I had my 3 sulcatas, Tonga, Juno, and Roxy out in the house for some exercise. While folding laundry, I can see the top of a rocking chair moving across the livingroom. Tonga took it upon himself the rearrange the furniture! I don't think he was happy that he couldn't get out. LOL


----------



## cvalda (Nov 18, 2007)

LOL that's so funny!!!


----------



## Crazy1 (Nov 18, 2007)

jlyoncc1, maybe he just wanted to spend some time rockin around the house (hee Hee).
cute pic.


----------



## jlyoncc1 (Nov 18, 2007)

I did have the radio on! LOL


----------



## Iluvemturts (Nov 18, 2007)

LOL that would have been funny to see...


----------



## wayne.bob (Nov 18, 2007)

thats one great tort. he does work. lol


----------



## Jacqui (Nov 19, 2007)

Next they will be moving the couch.  If only they could run a vacuum....


----------



## jlyoncc1 (Nov 19, 2007)

Jacqui, Maybe you are on to something. If I could just attach an artificial arm.........


----------



## Jacqui (Nov 19, 2007)

jlyoncc1 said:


> Jacqui, Maybe you are on to something. If I could just attach an artificial arm.........

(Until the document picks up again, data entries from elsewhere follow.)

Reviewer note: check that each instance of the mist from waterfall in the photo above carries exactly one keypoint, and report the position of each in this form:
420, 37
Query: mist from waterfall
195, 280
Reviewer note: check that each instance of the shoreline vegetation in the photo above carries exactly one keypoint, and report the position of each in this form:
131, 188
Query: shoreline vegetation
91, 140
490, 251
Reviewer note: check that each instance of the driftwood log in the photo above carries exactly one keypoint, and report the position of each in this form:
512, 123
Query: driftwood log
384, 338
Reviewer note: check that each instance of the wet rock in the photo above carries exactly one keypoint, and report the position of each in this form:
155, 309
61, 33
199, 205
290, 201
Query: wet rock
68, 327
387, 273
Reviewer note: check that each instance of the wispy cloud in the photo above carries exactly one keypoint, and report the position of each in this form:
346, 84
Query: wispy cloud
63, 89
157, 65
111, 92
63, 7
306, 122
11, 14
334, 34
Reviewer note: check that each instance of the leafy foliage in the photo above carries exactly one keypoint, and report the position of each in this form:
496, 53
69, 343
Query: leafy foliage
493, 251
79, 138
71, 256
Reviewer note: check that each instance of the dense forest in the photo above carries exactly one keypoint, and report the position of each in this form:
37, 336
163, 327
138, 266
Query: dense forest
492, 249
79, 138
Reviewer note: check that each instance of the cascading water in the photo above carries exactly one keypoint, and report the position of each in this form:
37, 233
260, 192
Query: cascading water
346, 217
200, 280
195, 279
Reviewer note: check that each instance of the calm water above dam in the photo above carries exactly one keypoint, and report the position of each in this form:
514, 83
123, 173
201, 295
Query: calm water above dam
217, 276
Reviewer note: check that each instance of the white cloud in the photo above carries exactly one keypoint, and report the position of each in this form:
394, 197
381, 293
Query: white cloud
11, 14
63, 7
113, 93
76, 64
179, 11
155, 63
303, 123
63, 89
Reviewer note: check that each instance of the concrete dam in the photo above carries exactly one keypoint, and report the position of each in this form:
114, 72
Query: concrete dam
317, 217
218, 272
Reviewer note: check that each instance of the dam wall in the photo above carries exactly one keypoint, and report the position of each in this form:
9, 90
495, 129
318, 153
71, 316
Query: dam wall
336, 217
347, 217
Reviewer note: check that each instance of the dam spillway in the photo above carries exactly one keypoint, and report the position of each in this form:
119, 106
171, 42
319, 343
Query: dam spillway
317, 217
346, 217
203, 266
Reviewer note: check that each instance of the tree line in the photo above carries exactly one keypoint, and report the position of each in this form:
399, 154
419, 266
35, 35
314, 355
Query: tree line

...or on the smooth floors hook a moppy thing behind them. Or maybe on their shell tops put a dust cloth? Make them torts earn their greens!


----------



## TKCARDANDCOIN (Dec 14, 2007)

jlyoncc1 said:


> I had my 3 sulcatas, Tonga, Juno, and Roxy out in the house for some exercise. While folding laundry, I can see the top of a rocking chair moving across the livingroom. Tonga took it upon himself the rearrange the furniture! I don't think he was happy that he couldn't get out. LOL
> 
> LOVE THE PICTURE OF YOUR SULCATA!HOW OLD IS HE?I HAVE ONE THAT IS THREE YEARS OLD.THANKS,TOM.


----------



## jlyoncc1 (Dec 15, 2007)

Tom, All three of my sulcatas are 3 also. The one in the picture, Tonga, is the largest. Glad you enjoyed the picture!


----------